Maybe darshan is like blood. You give some away, and then you grow it back.
'Beneath You'
Spike's Bitches 45: That sure as hell wasn't in the brochure.
[NAFDA] Spike-centric discussion. Lusty, lewd (only occasionally crude), risqué (and frisqué), bawdy (Oh, lawdy!), flirty ('cuz we're purty), raunchy talk inside. Caveat lector.
Erika, as others have said, being "woman on the street" sympathetic to someone who treated you as badly as she did is more than enough. Many quite decent people would not feel that much sympathy.
NoiseDesign, one of the refs at this bout is skating in a Utilikilt.
I bought a big case of quart-size canning jars last summer, planning to make pickles and sauerkraut and all kinds of stuff, and ended up doing absolutely nothing with them. I made some stuff in the pint and half-pint jars, but nothing in the quart ones. In packing up my kitchen, I was trying to decide whether to take the jars with me, in the hopes that I'll sometime actually make quart jars of something, or to just admit defeat. Someone just posted on Freecycle looking for canning jars. I'm giving them to her -- someone who's specifically looking for them is probably going to use them, and it's better than they be used then that they just sit around.
I keep remembering the guy who founded Nairopa: he was an alcoholic and a womanizer and generally problematic, yet he was also somehow an important spiritual teacher for a lot of people who would have that kind of awe in his presence. I never met him or anything, but i've met people who he taught, and they seem to have genuinely gained something from the association. Of he also lost something, well, I don't know but I doubt it. But I could be entirely wrong.
Good call giving away the jars, Hil. Bulky and easily replaced if you find you want them.
Ok, when I thought there were just facial pustules, I found that fairly amusing, I have to say. Much like sitting around the other night wondering if Kurzweil made a chalkboard that talks for Glenn Beck. Even I don't think blood cancer is funny, though, if it turns out that she has it.

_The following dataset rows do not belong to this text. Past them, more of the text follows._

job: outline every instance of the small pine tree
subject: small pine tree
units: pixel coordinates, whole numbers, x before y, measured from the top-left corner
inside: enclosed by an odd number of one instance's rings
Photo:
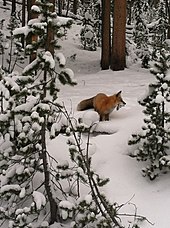
[[[151,180],[168,167],[164,160],[170,140],[170,115],[166,108],[170,101],[170,54],[165,49],[157,50],[156,54],[157,61],[151,70],[155,75],[155,82],[149,85],[148,94],[139,101],[145,107],[144,126],[140,133],[133,134],[129,140],[129,145],[139,145],[133,156],[138,161],[148,162],[143,174]]]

erika, I'm sorry to hear that your stepmother is ill, but don't beat yourself up if you can't feel more sympathy for her than you would for any stranger. It doesn't sound like she has really done much to earn more than that from you.
Great...Thanks, Bitches(as opposed to the Olbermannesque "Great thanks," as I'm not quite old-school-tie enough to rock that one. I guess when you have had people give you a hard enough time about seeming "Normal", you start to wonder if anything you think is ever all right.
I spent some time at Samye Ling, the largest Buddhist retreat center outside Asia. The high holy guy came for a visit while I was there. Everyone went running to be blessed and a woman specifically invited me to do so. I couldn't bring myself to insinuate myself into someone else's religion/holy moment.
On the other hand, there was a small band of Tibetan monks who came on the Great Peace March. They walked and drummed and worked as part of the community. All were affable but one seemed special. When the band felt their mission was complete, and decided to go home, he stayed and completed the journey with us. I don't think I ever spoke with him, but knew his smile and gait quite well.
A couple of years after the March, I was at another event, walking across a large field. Suddenly, I felt a warmth come over me and was compelled to look around. Up on a rise, a good distance away, there was Sawada, looking down on me. We locked eyes, he smiled so brightly, I can't even describe it, and then bowed deeply. I bowed in return and he turned and walked on.
As I regained my composure, I realized that I felt as if I'd eaten the most satisfying meal of my life and had the best night sleep. It was soul-filling.
Earlier this afternoon, I'd have said I had never had a personal experience of darshan. Clearly, I would have been wrong in saying so.
I could not believe that Sawada even recognized me...and maybe he didn't really...but that was a moment, I tell you what.
For those of you who don't like to make eye contact, do you get offended when someone does so, as long as they don't make the eye contact intrusive? I always make a point to look people as close to the eyes as I can, just because I get a better feel for them when I do. Maybe I can pick up moods better that way, I'm not too sure.